Successful disimpaction occurred in 75–92 % of children after 3–6 consecutive days, with the most effective dose being 1.0–1.5 g/kg per day [46]. A RCT showed that the use of oral PEG solution (1–1.5 gr/kg/die) for 6 consecutive days has the same efficacy of retrograde enemas. Bekkali et al demonstrated that successful disimpaction was achieved in 80 % of the children using retrograde enemas once daily and in 68 % of children using oral PEG solution for 6 consecutive days [47].

PEG with or without electrolytes is safe and its collateral effects, as diarrhea and abdominal pain, are determined by its mechanism of action. In a prospective observational study, Pashankar et al failed to find any side effects following PEG therapy [48].

Once the impaction has been removed, the treatment focuses on the prevention of recurrence. The main pharmacological agents are osmotic and stimulant laxatives. Good quality clinical trials are lacking on effectiveness of stimulant laxatives as maintenance therapy of childhood constipation.

Lactulose is an unabsorbable, osmotically active carbohydrate, which drags water into the gut, keeps the stools soft and facilitates their passage avoiding pain. Two randomized controlled trials comparing lactitol and lactulose found that both are equally effective in increasing stool frequency and normalizing stool consistency [49‐51].

Candy et al., in a randomized, double-blind study, noted that PEG with electrolytes was more effective compared to lactulose in increasing defecation frequency in children with intractable constipation [45].
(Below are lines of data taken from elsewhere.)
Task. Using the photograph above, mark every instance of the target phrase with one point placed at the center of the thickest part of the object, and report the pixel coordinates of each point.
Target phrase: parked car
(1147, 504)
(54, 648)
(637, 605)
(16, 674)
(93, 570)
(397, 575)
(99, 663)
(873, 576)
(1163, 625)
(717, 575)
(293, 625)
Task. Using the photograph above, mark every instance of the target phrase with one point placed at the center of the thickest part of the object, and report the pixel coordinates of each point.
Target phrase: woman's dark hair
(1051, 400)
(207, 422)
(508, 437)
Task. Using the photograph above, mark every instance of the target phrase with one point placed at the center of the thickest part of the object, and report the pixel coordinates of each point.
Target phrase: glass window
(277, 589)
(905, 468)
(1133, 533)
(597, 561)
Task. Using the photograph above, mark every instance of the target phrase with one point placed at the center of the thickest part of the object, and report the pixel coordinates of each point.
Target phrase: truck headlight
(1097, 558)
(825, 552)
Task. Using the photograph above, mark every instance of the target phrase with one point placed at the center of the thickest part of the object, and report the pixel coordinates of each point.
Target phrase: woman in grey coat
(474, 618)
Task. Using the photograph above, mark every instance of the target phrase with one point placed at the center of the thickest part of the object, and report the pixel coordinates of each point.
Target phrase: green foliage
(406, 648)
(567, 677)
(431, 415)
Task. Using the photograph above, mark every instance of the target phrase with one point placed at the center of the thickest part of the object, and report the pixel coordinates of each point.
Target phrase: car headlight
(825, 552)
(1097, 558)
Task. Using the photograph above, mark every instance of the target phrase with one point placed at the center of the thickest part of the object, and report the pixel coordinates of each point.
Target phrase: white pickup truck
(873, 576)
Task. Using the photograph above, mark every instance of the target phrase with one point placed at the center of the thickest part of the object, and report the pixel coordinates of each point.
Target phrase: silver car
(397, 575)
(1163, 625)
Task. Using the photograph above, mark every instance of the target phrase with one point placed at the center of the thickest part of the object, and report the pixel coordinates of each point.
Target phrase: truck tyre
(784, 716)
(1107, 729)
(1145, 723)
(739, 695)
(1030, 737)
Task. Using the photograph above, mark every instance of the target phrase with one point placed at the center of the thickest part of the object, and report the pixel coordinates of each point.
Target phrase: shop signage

Loening-Baucke, comparing PEG without electrolytes with milk of magnesia, showed that no difference was found [52]. In another randomized study, PEG and milk of magnesia were equally effective in the long-term treatment of children with constipation and fecal incontinence [53].

Evidence does not support the use of mineral oil, which could lead to a risk of lipoid pneumonia, due to lung aspiration.

The 2014 ESPGHAN-NASPGHAN combined guidelines state that PEG and enemas are equally effective for fecal disimpaction. PEG administered orally is associated with a higher frequency of fecal incontinence during treatment of the fecal impaction compared with enema; however, based on the argument that PEG can be administered orally, the working group decided that PEG is to be preferred (1.1.5 g/kg/die) [13]. The use of PEG with or without electrolytes is recommended as first-line maintenance treatment and the starting dose is 0.4 g/kg/day. PEG resulted better than lactulose, milk of magnesia and mineral oil [13]. The use of enemas for maintenance therapy is not recommended in children with constipation. Glycerin suppositories can be considered for occasional use in disimpaction [13].